More importantly, you own it. When something breaks, the fix is a commit in your repository — not a PR upstream that you wait weeks for, or a support ticket to a vendor. You control the instrumentation, the retention, the alerting. And because OTel spans carry arbitrary attributes, you get the business insights for free: cost per request, latency by model, error rates by prompt template. That’s not a feature of LangSmith — it’s a feature of owning your own telemetry.
In fairness to LangChain’s origins: the initial commit in October 20225 was a focused prototype — LLMs, Chains, and Prompts with three demo use cases. By January 2023, barely two months later, the README6 listed six explicit concern areas — LLMs/Prompts, Chains, Data Augmented Generation, Agents, Memory, and Evaluation — all under a single composability abstraction. That rapid expansion was likely a deliberate move to capture market share early, which is a fair sacrifice when the alternative is irrelevance.

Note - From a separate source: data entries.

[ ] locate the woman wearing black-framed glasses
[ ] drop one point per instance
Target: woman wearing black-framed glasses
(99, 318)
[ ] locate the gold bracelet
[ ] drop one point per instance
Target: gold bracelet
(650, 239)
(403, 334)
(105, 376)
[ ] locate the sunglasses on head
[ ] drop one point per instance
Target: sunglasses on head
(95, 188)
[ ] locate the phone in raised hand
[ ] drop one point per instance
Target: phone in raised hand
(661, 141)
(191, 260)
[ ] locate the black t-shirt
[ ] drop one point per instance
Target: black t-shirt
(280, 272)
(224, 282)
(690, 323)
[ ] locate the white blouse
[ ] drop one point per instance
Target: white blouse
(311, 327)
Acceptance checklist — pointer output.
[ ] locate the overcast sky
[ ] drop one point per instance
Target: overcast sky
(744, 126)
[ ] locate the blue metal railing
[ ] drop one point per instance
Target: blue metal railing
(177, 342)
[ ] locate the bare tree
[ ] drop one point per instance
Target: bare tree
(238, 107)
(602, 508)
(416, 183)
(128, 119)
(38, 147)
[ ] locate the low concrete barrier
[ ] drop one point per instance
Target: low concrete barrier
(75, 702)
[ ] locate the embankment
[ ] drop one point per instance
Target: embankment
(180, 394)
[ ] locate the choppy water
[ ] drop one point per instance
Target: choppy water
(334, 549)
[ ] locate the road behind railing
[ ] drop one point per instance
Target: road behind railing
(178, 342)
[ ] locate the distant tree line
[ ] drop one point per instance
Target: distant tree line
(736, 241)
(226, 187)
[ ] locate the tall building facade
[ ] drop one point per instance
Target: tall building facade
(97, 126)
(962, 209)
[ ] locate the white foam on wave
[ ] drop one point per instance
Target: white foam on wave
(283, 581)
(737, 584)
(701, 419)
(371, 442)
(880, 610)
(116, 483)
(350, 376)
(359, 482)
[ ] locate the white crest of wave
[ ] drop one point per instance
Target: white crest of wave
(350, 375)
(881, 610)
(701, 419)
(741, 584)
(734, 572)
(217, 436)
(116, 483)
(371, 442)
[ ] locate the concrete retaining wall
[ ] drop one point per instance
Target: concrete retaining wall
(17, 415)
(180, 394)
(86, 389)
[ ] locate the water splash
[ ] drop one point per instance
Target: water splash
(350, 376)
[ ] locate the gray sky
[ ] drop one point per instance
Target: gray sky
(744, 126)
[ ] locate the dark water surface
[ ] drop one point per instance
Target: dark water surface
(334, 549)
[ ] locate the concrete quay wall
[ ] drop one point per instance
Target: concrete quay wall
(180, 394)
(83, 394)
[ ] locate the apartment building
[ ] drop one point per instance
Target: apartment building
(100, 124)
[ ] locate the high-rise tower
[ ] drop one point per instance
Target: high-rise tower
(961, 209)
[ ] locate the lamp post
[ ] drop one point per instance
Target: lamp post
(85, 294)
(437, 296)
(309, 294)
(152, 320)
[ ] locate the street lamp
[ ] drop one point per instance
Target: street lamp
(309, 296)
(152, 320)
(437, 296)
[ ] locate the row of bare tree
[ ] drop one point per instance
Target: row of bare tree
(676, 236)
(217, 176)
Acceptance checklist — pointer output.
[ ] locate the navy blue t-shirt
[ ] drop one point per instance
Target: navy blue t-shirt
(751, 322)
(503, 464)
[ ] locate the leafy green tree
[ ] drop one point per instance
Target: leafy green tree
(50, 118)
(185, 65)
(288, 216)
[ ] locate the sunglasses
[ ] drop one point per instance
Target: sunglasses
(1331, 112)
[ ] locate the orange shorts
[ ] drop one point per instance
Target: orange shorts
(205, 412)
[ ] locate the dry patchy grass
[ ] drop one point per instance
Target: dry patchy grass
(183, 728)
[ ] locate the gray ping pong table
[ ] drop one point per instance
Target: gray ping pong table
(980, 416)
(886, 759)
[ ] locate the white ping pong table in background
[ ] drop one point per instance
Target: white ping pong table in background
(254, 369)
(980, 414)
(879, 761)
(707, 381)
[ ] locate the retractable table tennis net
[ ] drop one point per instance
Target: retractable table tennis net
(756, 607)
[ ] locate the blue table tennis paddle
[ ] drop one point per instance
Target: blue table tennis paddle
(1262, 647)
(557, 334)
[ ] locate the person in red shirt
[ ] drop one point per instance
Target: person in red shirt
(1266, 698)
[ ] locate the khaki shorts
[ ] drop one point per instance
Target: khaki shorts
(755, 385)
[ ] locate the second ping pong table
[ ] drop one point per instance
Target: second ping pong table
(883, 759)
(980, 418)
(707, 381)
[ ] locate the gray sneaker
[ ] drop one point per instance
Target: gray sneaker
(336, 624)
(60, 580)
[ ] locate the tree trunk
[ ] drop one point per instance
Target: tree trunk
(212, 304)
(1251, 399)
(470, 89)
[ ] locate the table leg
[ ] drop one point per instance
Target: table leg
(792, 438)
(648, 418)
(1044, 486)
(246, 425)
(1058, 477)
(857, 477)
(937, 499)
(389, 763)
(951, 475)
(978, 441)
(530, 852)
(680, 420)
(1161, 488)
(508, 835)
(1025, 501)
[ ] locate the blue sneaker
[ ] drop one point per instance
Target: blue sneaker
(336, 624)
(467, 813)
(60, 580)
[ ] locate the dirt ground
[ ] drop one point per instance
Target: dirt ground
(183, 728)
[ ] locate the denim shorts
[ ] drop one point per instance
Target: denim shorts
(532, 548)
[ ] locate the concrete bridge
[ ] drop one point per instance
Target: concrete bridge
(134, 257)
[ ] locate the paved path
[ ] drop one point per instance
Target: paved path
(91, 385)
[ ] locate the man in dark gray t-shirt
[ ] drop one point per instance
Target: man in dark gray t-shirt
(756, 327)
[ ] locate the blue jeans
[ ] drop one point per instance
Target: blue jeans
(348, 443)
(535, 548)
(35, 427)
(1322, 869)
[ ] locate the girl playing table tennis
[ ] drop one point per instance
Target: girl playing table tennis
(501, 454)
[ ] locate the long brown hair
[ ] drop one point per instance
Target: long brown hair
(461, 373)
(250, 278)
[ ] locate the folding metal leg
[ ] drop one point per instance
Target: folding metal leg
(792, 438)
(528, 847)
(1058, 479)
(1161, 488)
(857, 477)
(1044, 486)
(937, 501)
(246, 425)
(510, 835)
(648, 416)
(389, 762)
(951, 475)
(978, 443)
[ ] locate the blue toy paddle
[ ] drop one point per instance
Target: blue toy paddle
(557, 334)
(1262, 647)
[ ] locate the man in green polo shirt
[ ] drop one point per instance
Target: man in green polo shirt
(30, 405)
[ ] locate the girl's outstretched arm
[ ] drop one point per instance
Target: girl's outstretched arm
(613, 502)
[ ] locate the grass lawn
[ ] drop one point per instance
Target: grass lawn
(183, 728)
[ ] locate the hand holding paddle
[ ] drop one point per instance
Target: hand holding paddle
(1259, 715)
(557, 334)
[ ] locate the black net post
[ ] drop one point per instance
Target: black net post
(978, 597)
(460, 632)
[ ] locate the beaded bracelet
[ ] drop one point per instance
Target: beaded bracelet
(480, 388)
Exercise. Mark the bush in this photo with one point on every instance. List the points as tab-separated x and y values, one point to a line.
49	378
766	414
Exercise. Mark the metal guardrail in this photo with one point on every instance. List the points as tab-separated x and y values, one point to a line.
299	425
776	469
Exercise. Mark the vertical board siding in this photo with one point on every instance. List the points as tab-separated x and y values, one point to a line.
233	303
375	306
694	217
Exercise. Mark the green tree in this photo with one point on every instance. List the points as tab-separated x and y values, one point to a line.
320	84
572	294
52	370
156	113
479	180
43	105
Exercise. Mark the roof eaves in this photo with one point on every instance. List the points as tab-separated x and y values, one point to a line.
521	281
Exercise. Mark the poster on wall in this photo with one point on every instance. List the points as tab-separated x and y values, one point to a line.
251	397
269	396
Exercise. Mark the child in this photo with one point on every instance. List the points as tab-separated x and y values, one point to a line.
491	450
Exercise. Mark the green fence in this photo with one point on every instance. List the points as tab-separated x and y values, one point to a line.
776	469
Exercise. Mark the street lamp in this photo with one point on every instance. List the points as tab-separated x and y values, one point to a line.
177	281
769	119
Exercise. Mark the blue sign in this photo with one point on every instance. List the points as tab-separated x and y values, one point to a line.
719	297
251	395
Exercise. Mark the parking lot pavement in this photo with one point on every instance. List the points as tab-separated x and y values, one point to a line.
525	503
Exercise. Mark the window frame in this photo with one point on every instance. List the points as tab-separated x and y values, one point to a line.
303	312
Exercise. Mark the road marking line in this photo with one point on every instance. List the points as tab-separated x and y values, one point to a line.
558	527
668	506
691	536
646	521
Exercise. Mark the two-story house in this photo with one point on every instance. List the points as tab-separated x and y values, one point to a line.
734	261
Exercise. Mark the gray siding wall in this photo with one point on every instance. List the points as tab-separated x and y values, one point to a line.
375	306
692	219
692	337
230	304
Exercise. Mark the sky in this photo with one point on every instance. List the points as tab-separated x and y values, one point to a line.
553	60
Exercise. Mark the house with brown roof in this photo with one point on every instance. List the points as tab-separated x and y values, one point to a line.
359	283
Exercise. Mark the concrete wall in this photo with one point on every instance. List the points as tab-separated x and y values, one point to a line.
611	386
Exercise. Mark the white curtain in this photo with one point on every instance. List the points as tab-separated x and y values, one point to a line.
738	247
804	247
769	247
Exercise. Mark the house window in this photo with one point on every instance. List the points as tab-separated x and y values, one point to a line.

But the design consequences followed directly: the Runnable became a god class because it was the load-bearing wall for six different problem domains simultaneously. The LCEL rewrite was a chance to decompose it — and it was deliberate, not rushed — but it doubled down on the same non-orthogonal interface. That rewrite produced base.py — the file you just read the stats on — which is the definitive answer to whether it addressed the underlying problem.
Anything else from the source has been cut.